The Doctor: "Davros, if you had created a virus in your laboratory. Something contagious and infectious that killed on contact. A virus that would destroy all other forms of life... would you allow its use?"
Davros: "It is an interesting conjecture."
The Doctor: "Would you do it?"
Davros: "The only living thing... the microscopic organism... reigning supreme... A fascinating idea."
The Doctor: "But would you do it?"
Davros: "Yes. Yes. To hold in my hand, a capsule that contained such power. To know that life and death on such a scale was my choice. To know that the tiny pressure on my thumb, enough to break the glass, would end everything. Yes. I would do it. That power would set me up above the gods. And through the Daleks I shall have that power!"

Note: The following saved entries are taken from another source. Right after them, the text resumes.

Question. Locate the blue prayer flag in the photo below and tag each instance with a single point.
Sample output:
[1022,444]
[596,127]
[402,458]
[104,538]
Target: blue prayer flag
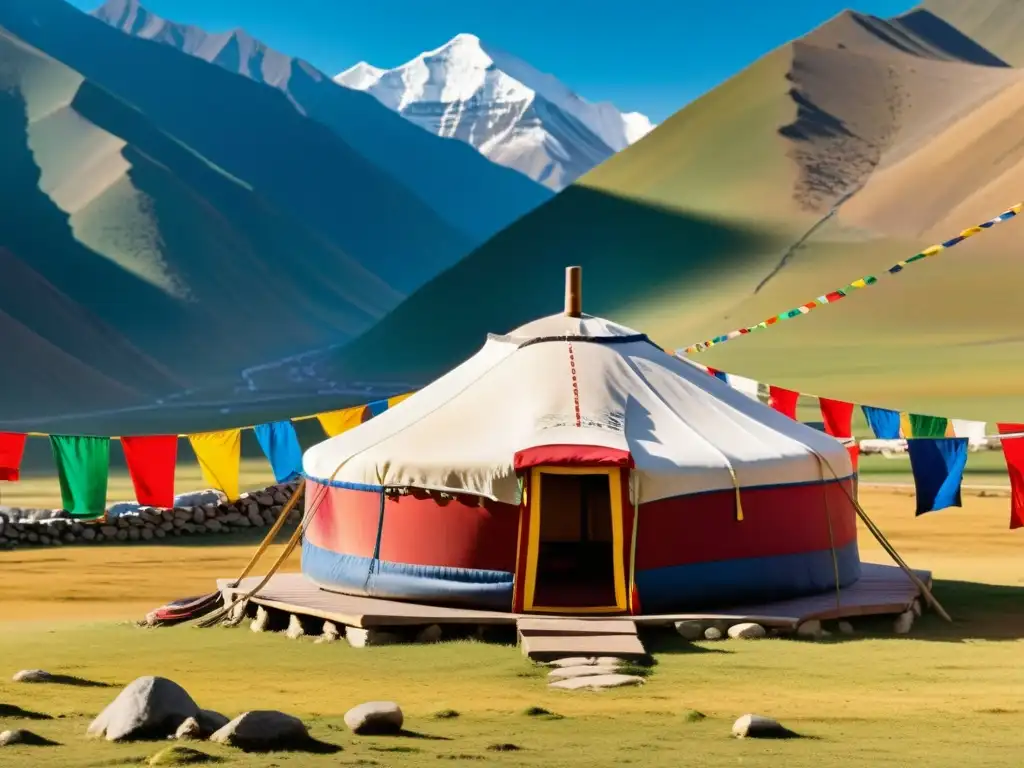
[377,408]
[884,423]
[282,448]
[938,471]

The Doctor: "If someone who knew the future, pointed out a child to you and told you that that child would grow up totally evil, to be a ruthless dictator who would destroy millions of lives... could you then kill that child?"
Sarah Jane Smith: "We're talking about the Daleks. The most evil creatures ever invented. You must destroy them. You must complete your mission for the Time Lords!"
The Doctor: "Do I have the right? Simply touch one wire against the other and that's it. The Daleks cease to exist. Hundreds of millions of people, thousands of generations can live without fear... in peace, and never even know the word 'Dalek'."
Sarah Jane Smith: "Then why wait? If it was a disease or some sort of bacteria you were destroying, you wouldn't hesitate."
The Doctor: "But if I kill. Wipe out a whole intelligent life form, then I become like them. I'd be no better than the Daleks."

The Doctor: (to Thal guards) “Excuse me, can you help me? I'm a spy.”

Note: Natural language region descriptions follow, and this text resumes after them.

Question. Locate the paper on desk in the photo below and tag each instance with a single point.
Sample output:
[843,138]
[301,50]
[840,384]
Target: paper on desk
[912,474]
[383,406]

The Doctor: “What, no tea?”
Kaled Guard Tane: “Let me point out to you that you have no rights whatsoever. I have full authority to torture and kill any prisoner who does not comply absolutely with my orders. That is your first and last warning.”
The Doctor: “No tea, Harry.”

Four out of four giant mutant clams.
--
Mark Greig has been writing for Doux Reviews since 2011. More Mark Greig.

3 comments:

Mark said...

I loved this story! Right behind Pyramids of Mars, in my book. Interesting how two of the most menacing foes that the Doctor faced were done by actors who were almost immobile, who had to use their voice to provide the menace.

The DVD had an extra, where the actor (I forget who) discussed how to do a Dalek voice. It isn't the electronic distortion that makes them sound so terrifying, but that their speech escalates to an insane ranting. That is what I think is missing for the Dalek voice in many episodes, the emotional content and the loss of control.

Sgspires68 said...

This one has grown on me. When I saw it for the first time - in 1983 - it was chock full of 1970s clothes and effects, all the stuff we wanted behind us in the 80s. Davros crazed rants got on my nerves and it was such a long serial.
Now, "Genesis of the Daleks" is a favorite. I appreciate Baker's moralizing much more today than I did as a teen. I love Sarah Jane in all her roles, and even Harry has something to do.
Still, Davros gets on my nerves, but then again so does Hitler, and I guess that is the point.

wub said...

I've been catching up with this on Britbox, which I'm using during lockdown, and my immediate thought was that Nyder was being very clearly played as a cross between space Himmler and the Gestapo.